Durand found inspiration in a big cat. “If you’ve ever seen a tiger lock eyes on its prey, it’s really intense and they are single-minded at that point,” he said. “I would ever so slightly tilt my head down and lock on whoever I was going after. I even did a low, guttural growl that a sound guy picked up on.”
As Michael Myers in Rob Zombie’s 2007 version of “Halloween” and its 2009 sequel, Tyler Mane had more material to work with than his predecessors did. The Zombie films revealed an origin story for Michael Myers, making this incarnation less of a shape and more of a fully formed character. Mane also had the benefit of being able to use his eyes to convey emotion because the masks in these films revealed more of his face.
Mane researched serial killers in preparation. He also mined his own background as a professional wrestler for 11 years. “All that training helped me,” Mane said of his time in the ring. “It’s body movement, body language, using your eyes, and how you carry yourself.” Mane’s size — 6 feet 7 inches, 255 pounds — also worked to his advantage with Michael Myers. “Rob wanted to make him more aggressive and intense and that’s how I got hired.”
Like Durand in “Halloween H20,” the director of the latest “Halloween,” David Gordon Green, envisioned Michael Myers as catlike — “like some sort of feline in the wild, always observing and conscious and moving his head before his body.”
(Green didn’t dwell much on aspects of Michael that have bothered fans, like how he learned to drive despite having been institutionalized since he was 6. “There are so many off-camera things where either you buy it or you don’t,” he said, “but somehow I just surrender to the mystique of Michael.”)
In addition to bringing back Nick Castle for a cameo, Mr.
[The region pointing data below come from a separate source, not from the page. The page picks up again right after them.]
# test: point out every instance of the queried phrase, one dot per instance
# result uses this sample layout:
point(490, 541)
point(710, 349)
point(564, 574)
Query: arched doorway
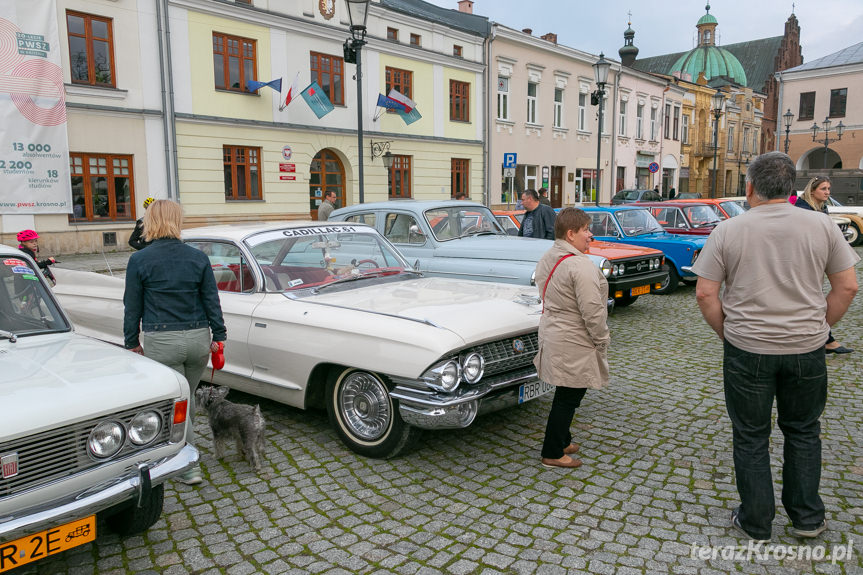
point(326, 172)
Green cast James Jude Courtney as Michael Myers. “There was a beautiful sensitivity to him,” Green said. “Jim was also very studied in the manner of the original film and Nick Castle’s work.”
Courtney, a 61-year-old actor and stuntman, said he absorbed Castle’s performance after screening the original film. Courtney’s eureka moment came when Michael Myers walked through a backyard. “In that moment, I captured the essence of the Shape,” Courtney said. “It was a vibrational thing.”
Courtney had a Zenlike approach to getting into character. “I accept that the universe is one big information field, and so the information that was created when John Carpenter and Debra Hill wrote the Shape and when Nick Castle intuitively inhabited the Shape, exists in the universe,” Courtney said in a phone interview, explaining, “I just created the space and downloaded the information.”
During his audition and later on the set, he said, “I would breathe into that. I would breath it in, open myself up, and the character would come in.” After the scene was finished, “I would exhale it. I would let it out, so I wasn’t carrying it around because it was very, very deep. I was essentially a different being when I was on. In between takes, I would just stand off to the side, motionless, and just stay in that space. I wouldn’t talk to anybody.”
Castle, on the other hand, didn’t change his approach a bit. “I had about as much forethought prior to the new one as I had in the old one,” he said. “I think I always disappoint fans when I tell the story because they want to think that I did something deep and mysterious. But it really was putting on a mask and walking.”